Frédéric Grolleau, “L’homme et l’animal : qui des deux inventa l’autre ?”

Cochon qui s’en dédit

Fré­dé­ric Grol­leau nous livre à la vin­dicte d’un verbe dont on ne sait plus de qui il devient l’auxiliaire. Tou­jours est-il que l’anthropomorphisme en prend un sérieux coup dans l’ « aile » (ce qui veut déjà tout dire). Revi­si­tant le bes­tiaire de la lit­té­ra­ture l’auteur affronte l’indescriptible zoo et la jungle qui la peuplent. Il rap­pelle qu’être ani­mal revient en quelque sorte à perdre l’estime du néant. En consé­quence et même si selon Duras « l’écriture ne sauve pas » la lit­té­ra­ture ani­ma­lière tire d’affaire l’homme.

Kafka de « La Méta­mor­phose » ou Marie Dar­rieus­secq de « Truismes » l’ont bien com­pris. Pen­ser l’homme à tra­vers l’animal — voire pour un auteur se mettre à sa place — revient à conju­rer les effets de la pen­sée. Dans les litières et les fumiers se crée une alti­tude où la rai­son res­pire d’autres fra­grances. C’est pour­quoi Fré­dé­ric Grol­leau demeure en de telles dis­po­si­tions « zoo­lo­giques » à l’égard de la pen­sée et de lit­té­ra­ture. Il sait que la sagesse ne tient pas par les hau­teurs. On ne peut ne pré­tendre à celle-ci sans se les­ter du poids de l’animal.

L’être sans celui-là qui l’habite court un risque incom­men­su­rable Toute pen­sée claire remonte à la bête. Esope et La Fon­taine pour prendre le cas des fabu­listes ont appris com­ment l’animal pré­cise les traits de la propre incer­ti­tude à notre égard et nous pré­ci­pite dans notre auge. Cer­tains auteurs (même celle qui a écrit récem­ment le por­trait d’un homme poli­tique fran­çais mon­dia­le­ment renommé en cochon) illus­trent que le « reste » garde l’épaisseur d’une hallucination.

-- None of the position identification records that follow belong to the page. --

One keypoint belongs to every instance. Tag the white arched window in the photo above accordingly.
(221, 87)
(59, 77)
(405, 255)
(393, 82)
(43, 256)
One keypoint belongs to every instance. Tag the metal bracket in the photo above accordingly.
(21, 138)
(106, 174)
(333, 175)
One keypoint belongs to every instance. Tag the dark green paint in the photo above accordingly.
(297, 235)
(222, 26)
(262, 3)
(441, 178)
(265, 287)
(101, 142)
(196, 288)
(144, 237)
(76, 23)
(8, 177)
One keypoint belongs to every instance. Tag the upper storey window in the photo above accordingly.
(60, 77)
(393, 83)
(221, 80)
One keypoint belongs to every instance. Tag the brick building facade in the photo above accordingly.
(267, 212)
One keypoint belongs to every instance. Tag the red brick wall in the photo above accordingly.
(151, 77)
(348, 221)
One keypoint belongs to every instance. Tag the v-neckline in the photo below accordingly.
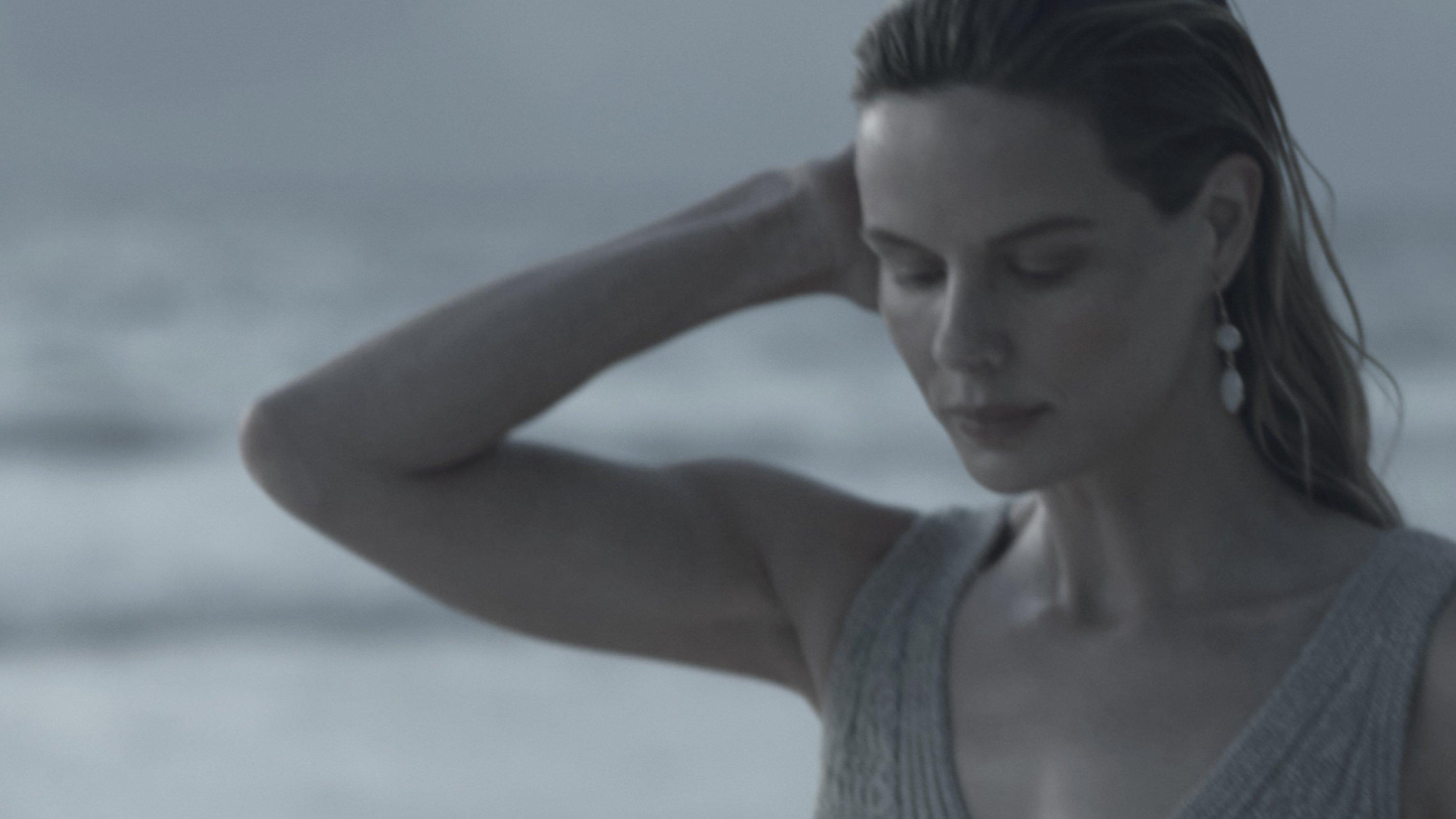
(1239, 763)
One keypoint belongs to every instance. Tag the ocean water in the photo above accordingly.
(175, 645)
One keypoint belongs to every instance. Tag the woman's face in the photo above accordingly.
(1027, 273)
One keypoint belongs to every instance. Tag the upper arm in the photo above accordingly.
(1432, 741)
(710, 563)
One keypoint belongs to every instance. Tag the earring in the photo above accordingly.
(1229, 340)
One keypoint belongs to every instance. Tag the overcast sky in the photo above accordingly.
(680, 90)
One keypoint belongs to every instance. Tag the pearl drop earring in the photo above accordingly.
(1229, 340)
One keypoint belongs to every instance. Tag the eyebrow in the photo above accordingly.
(1062, 222)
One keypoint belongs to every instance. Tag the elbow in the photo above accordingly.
(274, 461)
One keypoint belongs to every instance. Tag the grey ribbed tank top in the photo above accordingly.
(1328, 744)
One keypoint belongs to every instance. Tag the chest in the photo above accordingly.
(1059, 726)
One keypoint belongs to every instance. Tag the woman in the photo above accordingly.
(1085, 228)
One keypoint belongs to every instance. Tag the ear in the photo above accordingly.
(1229, 206)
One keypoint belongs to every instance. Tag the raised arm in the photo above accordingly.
(400, 451)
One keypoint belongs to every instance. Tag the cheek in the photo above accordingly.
(1094, 340)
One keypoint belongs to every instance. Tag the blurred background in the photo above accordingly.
(201, 200)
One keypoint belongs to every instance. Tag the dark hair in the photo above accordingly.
(1171, 88)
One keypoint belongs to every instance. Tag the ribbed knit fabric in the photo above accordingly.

Grol­leau prouve qu’affiner l’être par l’animal fan­tas­ma­go­rique ou non revient à se livrer à une fina­lité lit­té­raire par­ti­cu­lière. Elle s’associe admi­ra­ble­ment à ce qui nous échappe dans nos fan­tasmes et nos fan­tômes. Car l’animal n’est jamais un pur sym­bole de l’être. A tra­vers lui ce der­nier tra­verse sa propre confu­sion et sa propre obs­cu­rité. C’est donc pour la lit­té­ra­ture une entre­prise déci­sive. Sans sa « viande » (Artaud) l’homme n’est pas. Hors la bête pas de salut, pas de célé­bra­tion. L’être n’attend que la confir­ma­tion de ce miroir.

L’animal reste donc son sem­blable, son frère. Quant à la réponse à la ques­tion posée par Grol­leau on laisse à chaque lec­teur de son livre le soin de la trou­ver. En la cher­chant il ne sera plus au dia­pa­son des concepts lit­té­raires acquis. Chez l’auteur l’hypothèse de la repré­sen­ta­tion du monde passe par une autre loi que la gra­vi­ta­tion du simple esprit. Il ral­lume la convic­tion que se pas­sant de tout bes­tiaire et ne trai­tant l’humain que par lui-même et par sa seule image bien des choses échappent.

Jean-Paul Gavard-Perret

Fré­dé­ric Grol­leau, « L’homme et l’animal : qui des deux inventa l’autre ? », Les Edi­tions du Le Lit­té­raire, Paris, 148 pages, 19,50 E.